+++ This bug was initially created as a clone of Bug #1890456 +++ Description of problem: mapi_instance_create_failed doesn't work on openstack Version-Release number of selected component (if applicable): 4.6.0-rc.4 How reproducible: Always Steps to Reproduce: 1.Create a failed machine by setting template to an invalid one 2.Check prometheus metrics 3. Actual results: Prometheus web console show "No datapoints found". $ token=`oc sa get-token prometheus-k8s -n openshift-monitoring` $ oc -n openshift-monitoring exec -c prometheus prometheus-k8s-0 -- curl -k -H "Authorization: Bearer $token" 'https://prometheus-k8s.openshift-monitoring.svc:9091/api/v1/label/__name__/values' | jq | grep "mapi_instance_" % Total % Received % Xferd Average Speed Time Time Time Current Dload Upload Total Spent Left Speed 100 64475 0 64475 0 0 530k 0 --:--:-- --:--:-- --:--:-- 533k $ oc get machine NAME PHASE TYPE REGION ZONE AGE zhsunvs22-tr2bv-master-0 Running 15h zhsunvs22-tr2bv-master-1 Running 15h zhsunvs22-tr2bv-master-2 Running 15h zhsunvs22-tr2bv-worker-5d6xw Running 15h zhsunvs22-tr2bv-worker-xrw84 Running 15h zhsunvs22-tr2bv-worker1-sjkss Failed 13h Expected results: Should show mapi_instance_create_failed detail info.

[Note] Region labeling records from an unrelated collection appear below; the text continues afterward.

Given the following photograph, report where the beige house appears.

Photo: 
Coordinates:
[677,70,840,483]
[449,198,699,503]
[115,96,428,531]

Reproduced with: ``` $ oc get machineset -n openshift-machine-api -o json \ | jq '.items[0].spec.template.spec.providerSpec.value.flavor="invalid"' \ | jq '.items[0].spec.replicas=4' \ | oc apply -f - $ sleep 5 $ oc -n openshift-monitoring exec -c prometheus prometheus-k8s-0 -- \ curl -sSk -H "Authorization: Bearer $(oc sa get-token prometheus-k8s -n openshift-monitoring)" 'https://prometheus-k8s.openshift-monitoring.svc:9091/api/v1/label/__name__/values' \ | jq \ | grep "mapi_instance_" ``` One failed machine on AWS generates a Prometheus value; the same information does not appear on OpenStack's Prometheus. Raising the severity, as this looks like a pretty sensitive missing piece of OCP's observability.
Marked as "blocker-" because it's not a regression (issue found in 4.6+)
In contrast to CAPA[1], CAPO doesn't seem to be instrumented to report create, update or delete failures to Prometheus. The team will have to decide whether to introduce the change before the upstream rebase. [1]: https://github.com/openshift/cluster-api-provider-aws/blob/2d4e76faac97d3e4a26d2685d8efd78173bae52e/pkg/actuators/machine/reconciler.go#L77
Since this is not a regression, and there doesn't seem to be customer cases attached, we postpone tackling this bug until after we complete the rebase work we are planning for CAPO. I am restoring the original priority and severity (low/low).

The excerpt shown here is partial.